FIG. 1 is a cross-sectional diagram of a light emitting diode 100 packaged by conventional wire bonding technique. The light emitting diode 100 includes a substrate 110, a N-type semiconductor layer 120, a light-emitting layer 130, a P-type semiconductor layer 125, and electrodes 140 and 145 contacted with the N-type semiconductor layer 120 and P-type semiconductor layer 125 respectively. The light emitting diode 100 is mounted on a packaged base 160, and the electrodes 140 and 145 of the light emitting diode 100 are electrically connected to conductive regions 150 and 155 of the packaged base 160 respectively.
Referring to FIG. 1, the light emitting diode 100 includes an illuminating region A (i.e. the region covering the light-emitting region 130) and a non-illuminating region B (i.e. the region not covering the light-emitting region 130). However, the electrode 145 screens out part of the light generated from the light-emitting region 130 in the illuminating region A, such that the intensity of the outputted light from the light emitting diode 100 will be reduced.

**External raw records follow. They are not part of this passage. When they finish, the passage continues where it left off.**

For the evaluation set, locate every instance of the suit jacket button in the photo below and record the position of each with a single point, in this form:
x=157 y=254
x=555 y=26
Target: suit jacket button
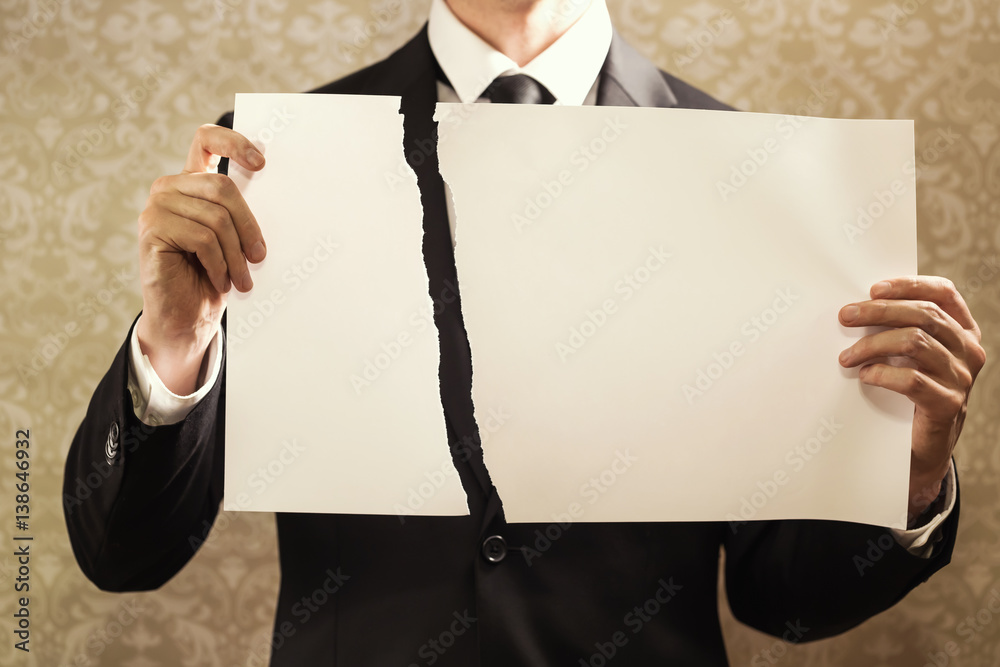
x=111 y=445
x=494 y=548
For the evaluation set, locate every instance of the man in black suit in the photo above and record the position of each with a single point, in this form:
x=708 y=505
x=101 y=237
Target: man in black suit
x=466 y=591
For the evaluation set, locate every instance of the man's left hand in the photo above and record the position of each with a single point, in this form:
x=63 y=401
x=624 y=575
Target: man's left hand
x=933 y=335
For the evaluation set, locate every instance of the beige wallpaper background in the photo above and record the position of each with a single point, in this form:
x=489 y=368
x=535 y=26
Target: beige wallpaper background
x=97 y=99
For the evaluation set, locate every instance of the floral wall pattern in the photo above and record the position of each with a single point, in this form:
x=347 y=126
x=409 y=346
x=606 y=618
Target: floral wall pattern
x=98 y=99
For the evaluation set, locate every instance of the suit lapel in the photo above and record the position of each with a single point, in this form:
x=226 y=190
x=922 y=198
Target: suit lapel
x=629 y=80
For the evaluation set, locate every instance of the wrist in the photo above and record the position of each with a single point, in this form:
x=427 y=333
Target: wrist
x=925 y=490
x=176 y=358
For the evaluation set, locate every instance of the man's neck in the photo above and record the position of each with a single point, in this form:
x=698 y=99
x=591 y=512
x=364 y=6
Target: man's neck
x=519 y=29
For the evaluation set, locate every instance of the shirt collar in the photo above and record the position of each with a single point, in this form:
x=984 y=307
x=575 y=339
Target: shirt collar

FIG. 2 is a cross-sectional diagram of a light emitting diode 200 packaged by known flip chip packaging. The light emitting diode 200 includes a transparent substrate 210, a N-type semiconductor layer 220, a light-emitting layer 230, a P-type semiconductor layer 225, and electrodes 240 and 245 being contacted with the N-type semiconductor layer 220 and P-type semiconductor layer 225 respectively. The light emitting diode 200 is connected to conductive regions 250 and 255 of the packaged base 260 by solder 270 without the need of die bonding process and/or wire bonding process.
Referring to FIG. 2, in the illuminating region A of the flip-chip light emitting diode 200, the light emitted upwardly will not be screened out by the electrode 245, such that the lighting efficiency of the flip-chip light emitting diode 200 would be better than that of the wire-bond light emitting diode 100. However, the flip-chip light emitting diode 200 still has a non-illuminating region B which typically occupies about 20 to 30 percents of the whole die size, and therefore has a limited light intensity.
Therefore, it is necessary to provide a structure and a manufacturing method for further improving luminous efficiency of the light emitting diode and method of the same.